Published in the November 2017 issue of Today’s Hospitalist
New research makes the case for more targeted treatment options
THE OPIOID EPIDEMIC in the U.S. is receiving a growing amount of press and scrutiny, and rightly so. But according to the authors of a report in September by Annals of Internal Medicine, “an integral piece of epidemiologic information about opioid misuse remains unknown: the distribution of use across the population.”
The report goes on to provide that missing piece. The authors analyzed data on more than 19.5 million patients without cancer who had private insurance between 2001 and 2013 and who filled at least one opioid prescription. They found that the top 5% of users in 2013 accounted for 59% of all prescribed opioids, while the top 10% that year received 76% of all opioid prescriptions.
In 2001, by comparison, the top 10% of users accounted for 69% of all prescribed opioids, indicating that opioid use is becoming more concentrated among fewer users. The findings, the authors write, have “important policy implications.” Opioid-prescribing guidelines—like the ones released by the CDC last year—tend to take a very broad approach, suggesting limited dosages and prescribing durations for all patients, as well as recommending the use of nonopioid treatments.
“The better the pain control in the hospital, the lower the risk of long-term opioid use.”
~ Eric Sun, MD, PhD
Instead, the fact that opioid use is becoming increasingly concentrated among only a few users “would argue for focused efforts aimed at reducing use among these persons,” according to the study. Lead author Eric Sun, MD, PhD, an anesthesiologist and researcher at Stanford Hospital in Stanford, Calif., spoke with Today’s Hospitalist.
In the feedback you’ve received, were clinicians surprised by your results?
I think most people suspected that the majority of opioids was being used by only a small minority of patients. But just because you think something is true doesn’t mean it is, and that was the point of our paper: to say that this is true. The fact that we found the concentration of opioid use increasing over time, however, did surprise some people.
The need to combat opioid overuse is becoming much more visible, with a presidential commission now recommending that a national emergency be declared. Is that helpful?
I think it is. Anything that draws attention to the issue gets more people thinking about how to reduce risk. What can be left out of that discussion, however, is that people being in pain is not a good thing either. But at least we’re thinking about what we need to study and how to implement good evidence into actual clinical practice.
Your report points out that the CDC guidelines take a very broad approach instead of a more targeted one.
I think guidelines are helpful, although I’m not a practicing pain physician. But several state legislatures have passed laws that are more stringent than the CDC guidelines, saying that doctors can prescribe only a one-week supply of opioids at a time. (See “Are new prescribing laws too restrictive?” on page 14.) Those laws target everyone. Our research suggests that we probably should focus on the small group of people who use opioids quite intensely.
Some hospitalists have a blanket rule that they won’t prescribe opioids at discharge, to make sure patients get such prescriptions from only outpatient physicians.
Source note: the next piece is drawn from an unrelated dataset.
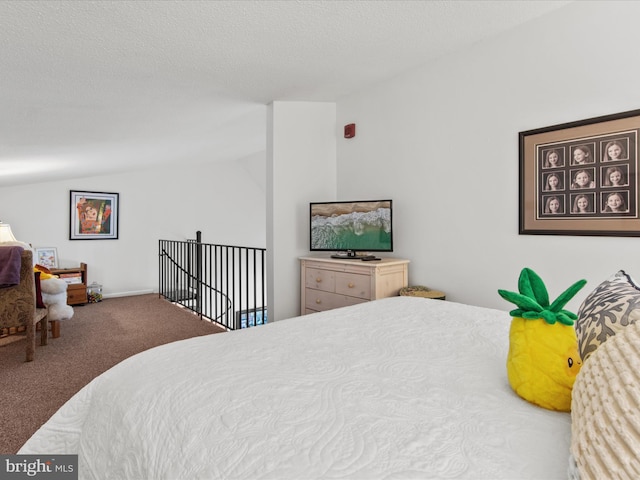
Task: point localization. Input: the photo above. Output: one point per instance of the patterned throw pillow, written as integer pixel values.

Should doctors instead approach discharge prescribing on a case-by-case basis?
I understand why hospitalists don’t write those prescriptions: They’re not going to be following up with those patients, and patients won’t be calling them if they have problems.
You have to own any prescription you write. For me, if I’m not going to follow up with the patient, I shouldn’t write the prescription. I don’t prescribe any opioids for patients at discharge either, although I order them for patients in the hospital during their recovery and give them opioids during surgery. Because the surgeon usually follows the patient closely after surgery, I think it makes sense to leave outpatient opioid prescribing to the surgeon.
How is your own institution targeting patients taking high opioid doses?
Our preop clinic is moving toward formally evaluating opioid dosing and flagging patients at high risk. That allows me to think about altering my anesthesia management to include things like nerve blocks and epidurals, which minimize the need for additional opioids.
The preop clinic is also reaching out to consult another group of anesthesiologists who are part of the pain group, to see if patients taking a lot of opioids should be tapered off before surgery. We’re developing infrastructure and pathways to identify patients and get interventions on board, but doing so takes time.
You also authored a study in the September 2016 JAMA Internal Medicine. That found that opioid-naive patients were at increased risk postop for chronic opioid use, particularly if they used antidepressants or benzodiazepines, or had a history of drug abuse. What could reduce the risk related to postop opioids?
I think that’s the next step in research: to try to identify how to reduce that risk. Studies do show that patients who have less pain in the hospital are less likely to use opioids long-term, but that evidence is hard to interpret and you can’t really say there’s a causal effect.
Those patients may have been less likely to use opioids in any case after discharge because maybe their surgery went more smoothly. But evidence does suggest that the better the pain control in the hospital, the lower the risk of long-term opioid use.